Aw hell, people, just check out the video! It speaks for itself:

“The Diver”: Interesting that this track’s got an English title. Interesting, too, that it starts off with some rumbly noises that evoke ocean depths before plaintive guitar and flute come in. Had I been doing the track order for this album, I would not have put it after “Lingtinko”, since that’s a very hard act to follow. That said? Still pretty, in a sad kind of way that makes me think about all the Celtic-type songs about sailors lost at sea. Which may be the point for all I know!
“Ma Charmante Élisabeau/La Marche de Conan”: Breathy flute and low, dirge-like strings here, either a violin playing low or maybe a viola, set a dark mood for Éric and Stéphanie to come in on some tight harmony. Then everyone else comes in behind them, and oh yeah, I like this. Makes me wish that more of the tracks on the album featured everybody in the group singing, because they really do sound good together. The track finishes off with some checking in from the instruments, maintaining the song’s overall dark mood as they fade out–and the gale blows past.

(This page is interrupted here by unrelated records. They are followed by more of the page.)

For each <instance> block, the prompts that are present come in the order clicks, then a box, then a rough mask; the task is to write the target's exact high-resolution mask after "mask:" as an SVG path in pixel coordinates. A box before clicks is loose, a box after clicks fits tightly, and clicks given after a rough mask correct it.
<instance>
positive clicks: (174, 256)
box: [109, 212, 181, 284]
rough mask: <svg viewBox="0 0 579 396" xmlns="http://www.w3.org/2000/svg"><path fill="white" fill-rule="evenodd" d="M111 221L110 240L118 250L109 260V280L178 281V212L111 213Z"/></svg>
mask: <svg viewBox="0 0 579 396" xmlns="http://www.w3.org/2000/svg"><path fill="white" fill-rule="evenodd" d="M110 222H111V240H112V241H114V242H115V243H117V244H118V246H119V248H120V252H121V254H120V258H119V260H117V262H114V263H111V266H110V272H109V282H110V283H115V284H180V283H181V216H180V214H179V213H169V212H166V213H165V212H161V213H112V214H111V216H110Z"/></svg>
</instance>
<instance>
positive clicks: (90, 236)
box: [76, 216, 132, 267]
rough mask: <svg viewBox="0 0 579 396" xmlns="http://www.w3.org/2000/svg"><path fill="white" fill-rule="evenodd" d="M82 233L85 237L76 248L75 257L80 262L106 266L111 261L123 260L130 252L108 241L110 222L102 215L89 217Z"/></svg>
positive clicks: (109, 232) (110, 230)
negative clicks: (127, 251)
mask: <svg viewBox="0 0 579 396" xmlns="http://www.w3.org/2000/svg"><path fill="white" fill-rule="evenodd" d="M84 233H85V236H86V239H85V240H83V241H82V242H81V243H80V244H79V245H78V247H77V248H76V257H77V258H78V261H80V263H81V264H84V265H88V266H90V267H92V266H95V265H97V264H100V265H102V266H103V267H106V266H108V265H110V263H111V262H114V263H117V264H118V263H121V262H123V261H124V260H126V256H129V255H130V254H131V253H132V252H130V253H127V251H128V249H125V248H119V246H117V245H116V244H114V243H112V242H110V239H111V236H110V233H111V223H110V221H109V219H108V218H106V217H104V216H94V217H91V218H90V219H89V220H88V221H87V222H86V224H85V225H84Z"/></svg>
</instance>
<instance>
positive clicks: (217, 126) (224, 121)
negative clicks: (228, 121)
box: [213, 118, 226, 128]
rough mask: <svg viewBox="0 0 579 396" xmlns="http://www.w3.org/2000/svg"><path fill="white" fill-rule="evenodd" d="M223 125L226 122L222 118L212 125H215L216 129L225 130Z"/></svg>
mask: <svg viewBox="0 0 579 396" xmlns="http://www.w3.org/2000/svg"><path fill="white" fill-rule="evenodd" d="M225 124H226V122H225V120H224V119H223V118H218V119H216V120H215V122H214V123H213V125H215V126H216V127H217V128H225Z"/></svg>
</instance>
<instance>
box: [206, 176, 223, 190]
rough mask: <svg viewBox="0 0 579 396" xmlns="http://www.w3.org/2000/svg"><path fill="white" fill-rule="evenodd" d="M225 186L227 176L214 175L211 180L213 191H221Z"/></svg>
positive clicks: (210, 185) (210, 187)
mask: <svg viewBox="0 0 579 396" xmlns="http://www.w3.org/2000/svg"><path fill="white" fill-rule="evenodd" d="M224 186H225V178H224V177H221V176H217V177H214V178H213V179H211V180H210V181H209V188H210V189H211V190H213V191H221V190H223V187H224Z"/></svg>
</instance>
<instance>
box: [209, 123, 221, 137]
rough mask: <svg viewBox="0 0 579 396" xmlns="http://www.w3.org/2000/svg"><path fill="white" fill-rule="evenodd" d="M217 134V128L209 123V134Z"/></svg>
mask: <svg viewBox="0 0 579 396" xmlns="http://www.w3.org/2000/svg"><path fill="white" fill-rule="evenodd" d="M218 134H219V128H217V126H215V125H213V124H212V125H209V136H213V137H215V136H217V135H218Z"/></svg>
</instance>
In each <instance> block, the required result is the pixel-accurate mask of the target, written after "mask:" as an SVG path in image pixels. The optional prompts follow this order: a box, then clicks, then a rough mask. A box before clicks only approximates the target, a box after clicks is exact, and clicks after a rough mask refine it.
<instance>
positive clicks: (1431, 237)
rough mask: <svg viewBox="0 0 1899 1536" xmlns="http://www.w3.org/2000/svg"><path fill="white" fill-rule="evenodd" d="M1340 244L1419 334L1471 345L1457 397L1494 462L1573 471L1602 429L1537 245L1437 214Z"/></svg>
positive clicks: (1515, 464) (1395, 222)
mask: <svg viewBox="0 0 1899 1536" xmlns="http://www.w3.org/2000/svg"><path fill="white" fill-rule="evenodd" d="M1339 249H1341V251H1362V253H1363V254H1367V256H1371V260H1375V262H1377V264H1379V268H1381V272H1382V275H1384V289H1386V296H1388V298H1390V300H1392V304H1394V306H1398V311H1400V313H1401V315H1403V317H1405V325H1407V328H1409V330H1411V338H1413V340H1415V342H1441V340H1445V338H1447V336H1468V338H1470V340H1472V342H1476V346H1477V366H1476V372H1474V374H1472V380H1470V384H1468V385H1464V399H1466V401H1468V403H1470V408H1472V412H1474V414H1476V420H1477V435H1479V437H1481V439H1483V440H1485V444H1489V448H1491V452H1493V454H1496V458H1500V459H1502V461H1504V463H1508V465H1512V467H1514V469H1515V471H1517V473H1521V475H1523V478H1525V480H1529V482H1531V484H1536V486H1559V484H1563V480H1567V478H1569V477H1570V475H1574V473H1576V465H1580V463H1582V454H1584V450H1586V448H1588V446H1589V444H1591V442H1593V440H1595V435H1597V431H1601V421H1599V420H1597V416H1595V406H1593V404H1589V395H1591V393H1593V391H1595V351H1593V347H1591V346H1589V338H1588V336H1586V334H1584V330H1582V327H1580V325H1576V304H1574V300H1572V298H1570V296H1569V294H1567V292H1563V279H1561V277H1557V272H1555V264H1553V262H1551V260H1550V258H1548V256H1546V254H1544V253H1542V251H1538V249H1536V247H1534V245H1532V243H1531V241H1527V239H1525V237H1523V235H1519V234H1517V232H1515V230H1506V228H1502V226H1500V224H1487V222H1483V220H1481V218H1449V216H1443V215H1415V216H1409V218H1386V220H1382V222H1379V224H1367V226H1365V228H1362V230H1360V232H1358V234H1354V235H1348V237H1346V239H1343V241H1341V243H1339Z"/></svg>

So yeah. Long story short, it’s not the first album I’d turn to if I wanted to introduce someone to Quebecois music, but there’s good stuff here nonetheless. If you’re a Solas fan you’ll definitely find appeal here. Come for Éric Beaudry and Stéphanie Lépine’s excellent vocals, stick around for the tight harmonies from everyone else, and play the hell out of “Lingtinko”!